Be sure to consider the benefits and costs of the choices available when designing a network: network architectures, network devices, resiliency, oversubscription ratios, etc. The following section discusses some of these parameters in more detail.
Impact of Network Characteristics on Job Completion Times
- A functional and resilient network is a crucial part of a good Hadoop cluster.
- However, an analysis of the relative importance of the factors shows that other factors in a cluster have a greater influence on the performance of the cluster than the network.
- Nevertheless, you should consider some of the relevant network characteristics and their potential effects.

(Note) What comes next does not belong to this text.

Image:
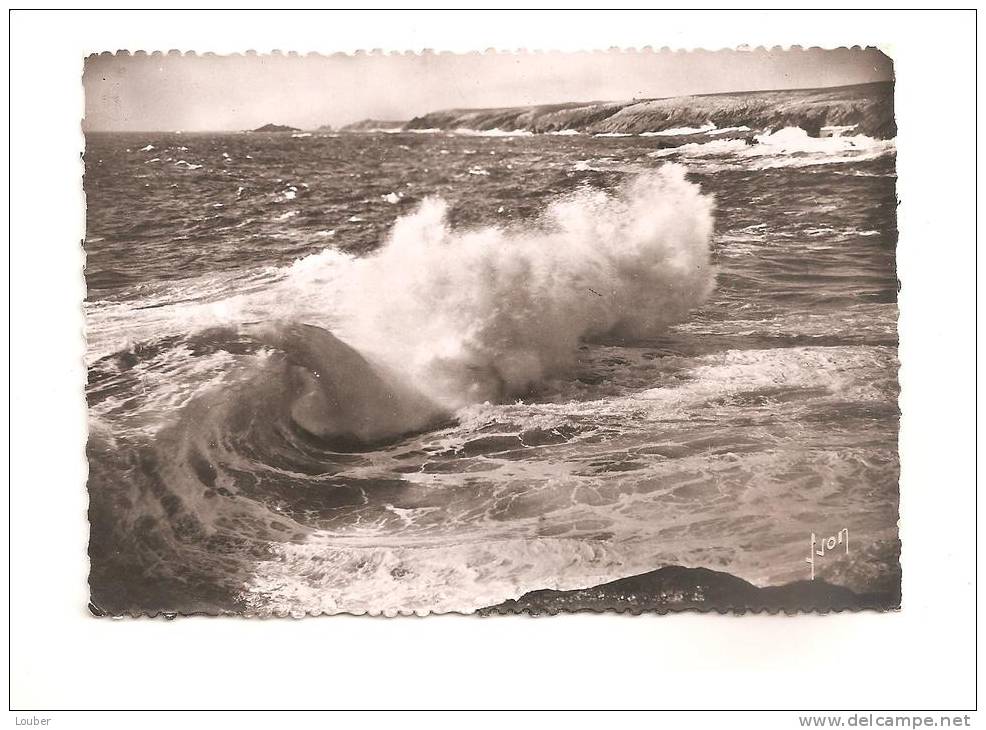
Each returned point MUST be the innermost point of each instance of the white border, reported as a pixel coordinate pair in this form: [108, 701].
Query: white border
[921, 658]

- Variations in switch and router latency have been shown to have only limited impact on cluster performance.
- From a network point of view, any latency-related optimization should start with a network wide analysis.
- “Architecture first, and device next” is an effective strategy.
- Architectures that deliver consistently lower latency at scale are better than architectures with higher overall latency but lower individual device latency.
- The latency contribution to the workload is much higher at the application level, contributed by the application logic (Java Virtual Machine software stack, socket-buffer etc)than network latency.
- In any case, slightly more or less network latency will not noticeably affect job completion times.
Data Node Network Speed
- Data nodes must be provisioned with enough bandwidth for efficient job completion. Price-to-performance ratio entailed in adding more bandwidth to nodes.
- Recommendations for a cluster depend on workload characteristics.
- Typical clusters are provisioned with one or two 1-GB uplinks per data node. Cluster management is made easier by choosing network architectures that are proven to be resilient and easy to manage and that can scale as your data grows.
- The use of 10Gbps server access is largely dependent on the cost/performance trade-off.
- The workload characteristics and business requirement to complete the job in required time will drive the 10Gbps server connectivity.
- For example: As 10 Gbps Ethernet LAN-on-motherboard (LOM) connectors become more commonly available on servers in the future, more clusters likely will be built with 10 Gigabit Ethernet data node uplinks.